During the latter days of his premiership in the late 60s, faced with the demands from the Civil Rights Movement, he tried to introduce reforms.
His reform programme, which was very limited indeed, led to a rebellion in his party with figures like Brian Faulkner and Bill Craig opposing him.
Faulkner later emerged as leader of the same party that O’Neill led. He faced the same dilemma that O’Neill faced and found himself leading a power-sharing administration with the SDLP and the Alliance Party which was brought down during the Ulster Workers Council strike of 1974.
Faulkner followed O’Neill into political oblivion because his reform programme was a step too far for those in his party and those in the DUP like Peter Robinson.
David Trimble faced the exact same difficulties in his party - only then it was Jeffrey Donaldson who was blocking any moves towards change until he jumped ship to the DUP.
Ian Paisley snr, the man who was responsible for writing the obituaries of many unionist leaders stretching back to O’Neill, faced what Peter Robinson faces today but he had the leadership qualities to see off any opposition from within his party and from beyond it.
His period in office with Martin McGuinness was a turning point for that section of unionism which had historically blocked any moves towards equality and recognition of the rights of nationalists.
This period when Paisley snr and Martin McGuinness were at the helm of the northern government was a period when people’s morale was at its highest and the institutions at their most popular.
But it is now clear from the emergence in this year’s European election of Jim Allister, on the right of the DUP with 14 per cent of the vote, that once again a small section of unionist opinion could derail the progress that has been made to date.
The impact of Allister’s vote on the DUP leadership seems to have spooked them beyond the strength of the actual vote itself. This is hardly surprising because there are many senior figures in the DUP who privately sympathise with Allister and are acting as fifth columnists inside the party.

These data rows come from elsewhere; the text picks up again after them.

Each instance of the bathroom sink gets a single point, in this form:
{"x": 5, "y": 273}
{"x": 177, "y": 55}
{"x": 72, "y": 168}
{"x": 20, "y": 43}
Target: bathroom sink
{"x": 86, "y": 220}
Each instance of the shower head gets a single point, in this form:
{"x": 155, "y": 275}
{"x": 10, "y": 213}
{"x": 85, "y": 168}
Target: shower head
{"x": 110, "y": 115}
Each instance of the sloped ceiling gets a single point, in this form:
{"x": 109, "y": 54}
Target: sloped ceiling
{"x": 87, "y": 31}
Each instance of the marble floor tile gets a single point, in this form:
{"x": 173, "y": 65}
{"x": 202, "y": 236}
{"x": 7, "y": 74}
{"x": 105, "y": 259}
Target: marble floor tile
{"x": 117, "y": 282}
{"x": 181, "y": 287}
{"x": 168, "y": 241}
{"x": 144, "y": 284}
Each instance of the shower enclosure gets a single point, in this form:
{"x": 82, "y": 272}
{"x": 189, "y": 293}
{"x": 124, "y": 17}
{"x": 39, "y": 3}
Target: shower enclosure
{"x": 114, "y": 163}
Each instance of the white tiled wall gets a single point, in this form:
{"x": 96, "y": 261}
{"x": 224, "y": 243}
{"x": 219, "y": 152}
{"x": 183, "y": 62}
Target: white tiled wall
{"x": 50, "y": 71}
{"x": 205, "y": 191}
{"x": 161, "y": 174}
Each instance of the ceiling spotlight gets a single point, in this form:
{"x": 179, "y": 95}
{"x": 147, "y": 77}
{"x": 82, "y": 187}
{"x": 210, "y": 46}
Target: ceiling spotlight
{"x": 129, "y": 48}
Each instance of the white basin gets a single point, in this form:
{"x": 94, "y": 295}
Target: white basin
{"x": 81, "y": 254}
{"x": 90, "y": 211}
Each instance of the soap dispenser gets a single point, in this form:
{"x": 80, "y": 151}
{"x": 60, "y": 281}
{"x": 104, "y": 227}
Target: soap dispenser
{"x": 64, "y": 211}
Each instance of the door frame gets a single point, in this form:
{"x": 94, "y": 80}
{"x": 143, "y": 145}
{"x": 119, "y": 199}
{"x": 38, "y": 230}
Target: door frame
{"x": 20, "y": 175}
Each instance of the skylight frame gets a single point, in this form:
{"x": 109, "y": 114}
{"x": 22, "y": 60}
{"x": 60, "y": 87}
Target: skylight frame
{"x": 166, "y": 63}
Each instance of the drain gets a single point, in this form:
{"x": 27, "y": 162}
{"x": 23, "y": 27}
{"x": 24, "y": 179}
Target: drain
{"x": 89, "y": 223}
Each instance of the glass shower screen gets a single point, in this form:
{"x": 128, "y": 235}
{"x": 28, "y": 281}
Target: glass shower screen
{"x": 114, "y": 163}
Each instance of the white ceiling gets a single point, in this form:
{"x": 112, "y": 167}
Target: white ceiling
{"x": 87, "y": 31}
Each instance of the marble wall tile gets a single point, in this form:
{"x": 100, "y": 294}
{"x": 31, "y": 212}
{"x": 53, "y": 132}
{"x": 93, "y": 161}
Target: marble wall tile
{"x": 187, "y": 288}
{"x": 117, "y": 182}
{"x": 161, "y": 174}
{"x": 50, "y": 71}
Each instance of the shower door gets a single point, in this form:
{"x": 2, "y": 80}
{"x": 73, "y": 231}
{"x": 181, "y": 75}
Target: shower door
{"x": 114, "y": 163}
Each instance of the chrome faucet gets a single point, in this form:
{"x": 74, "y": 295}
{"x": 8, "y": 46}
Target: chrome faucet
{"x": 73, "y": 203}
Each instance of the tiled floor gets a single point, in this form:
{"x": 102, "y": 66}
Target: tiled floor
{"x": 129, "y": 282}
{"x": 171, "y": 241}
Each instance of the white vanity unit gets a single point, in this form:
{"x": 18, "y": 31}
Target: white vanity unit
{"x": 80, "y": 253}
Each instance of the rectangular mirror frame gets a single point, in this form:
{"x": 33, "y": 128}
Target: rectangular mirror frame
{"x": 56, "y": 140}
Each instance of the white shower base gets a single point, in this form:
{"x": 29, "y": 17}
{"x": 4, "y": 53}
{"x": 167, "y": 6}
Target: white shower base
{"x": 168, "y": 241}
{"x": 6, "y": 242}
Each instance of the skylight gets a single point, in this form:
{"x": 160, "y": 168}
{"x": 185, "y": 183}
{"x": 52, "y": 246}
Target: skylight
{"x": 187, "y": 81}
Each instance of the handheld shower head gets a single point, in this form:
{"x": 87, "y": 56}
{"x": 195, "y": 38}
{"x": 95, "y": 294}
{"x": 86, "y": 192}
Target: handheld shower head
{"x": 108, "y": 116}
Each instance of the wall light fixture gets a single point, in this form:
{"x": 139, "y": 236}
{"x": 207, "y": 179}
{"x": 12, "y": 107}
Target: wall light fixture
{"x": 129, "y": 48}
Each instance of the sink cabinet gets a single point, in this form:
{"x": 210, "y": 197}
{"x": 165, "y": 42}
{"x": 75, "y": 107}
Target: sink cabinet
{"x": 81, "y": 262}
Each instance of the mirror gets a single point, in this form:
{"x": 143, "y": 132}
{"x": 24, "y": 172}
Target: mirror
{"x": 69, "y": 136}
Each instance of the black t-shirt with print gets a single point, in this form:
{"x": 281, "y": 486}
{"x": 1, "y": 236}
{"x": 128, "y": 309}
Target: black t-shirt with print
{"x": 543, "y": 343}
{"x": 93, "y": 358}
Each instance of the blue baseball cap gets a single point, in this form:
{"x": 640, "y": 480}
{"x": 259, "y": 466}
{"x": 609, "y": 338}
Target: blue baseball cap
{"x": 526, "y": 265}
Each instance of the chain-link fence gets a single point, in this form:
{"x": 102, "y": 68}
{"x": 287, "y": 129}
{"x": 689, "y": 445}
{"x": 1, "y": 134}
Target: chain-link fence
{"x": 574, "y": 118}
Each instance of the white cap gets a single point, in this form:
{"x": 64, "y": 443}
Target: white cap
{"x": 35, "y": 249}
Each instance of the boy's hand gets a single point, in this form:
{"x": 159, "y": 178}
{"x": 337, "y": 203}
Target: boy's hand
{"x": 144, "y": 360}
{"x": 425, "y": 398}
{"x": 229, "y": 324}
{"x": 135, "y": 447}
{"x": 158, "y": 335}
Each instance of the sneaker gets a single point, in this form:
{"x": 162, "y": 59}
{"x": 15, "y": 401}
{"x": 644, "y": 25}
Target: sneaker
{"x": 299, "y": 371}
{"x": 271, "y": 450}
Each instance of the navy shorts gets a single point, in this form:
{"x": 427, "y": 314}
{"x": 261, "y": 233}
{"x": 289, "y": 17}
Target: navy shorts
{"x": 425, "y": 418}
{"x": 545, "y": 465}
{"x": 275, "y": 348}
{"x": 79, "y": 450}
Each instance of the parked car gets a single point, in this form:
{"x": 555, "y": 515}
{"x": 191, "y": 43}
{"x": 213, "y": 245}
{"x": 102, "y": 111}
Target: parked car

But the issue facing Peter Robinson and those around him is whether they will allow the agenda for their party and those who elect them to be set by Allister or will they show the leadership that Paisley snr displayed and lead from the front.
There is no other way forward for unionists and nationalists other than what has been agreed in the Good Friday Agreement.
A lot of progress has been made and Ireland and the north of Ireland is in a much better place than it was a decade ago.
It is surprising that the DUP have decided to dig in on the issue of the transfer of policing and justice powers because both Sinn Fein and the DUP have accepted that they will forego ministerial responsibility in the first term.
It is also surprising that Peter Robinson is hiding behind the cost of running the ministry when in fact the issue is about politics not money. Co-opting David Cameron and Sir Reg Empey to support his argument is a delaying tactic which Cameron seems keen to play.
He presumably has his eye on the next Westminster election and the possibility of a hung parliament when the DUP’s votes at Westminster might come to his assistance.
Cameron would do well to get a crash course in Irish history and particularly the part in that history where British prime ministers played the unionist card for their own narrow agenda and the people of this country suffered as a result.
Peter Robinson is at the same cross-roads where Terence O’Neill stood. The circumstances are not the same. The last 40 years of political conflict has made Robinson’s job easier not harder.
He needs to steady himself and those around him and see Allister off or risk his own political demise.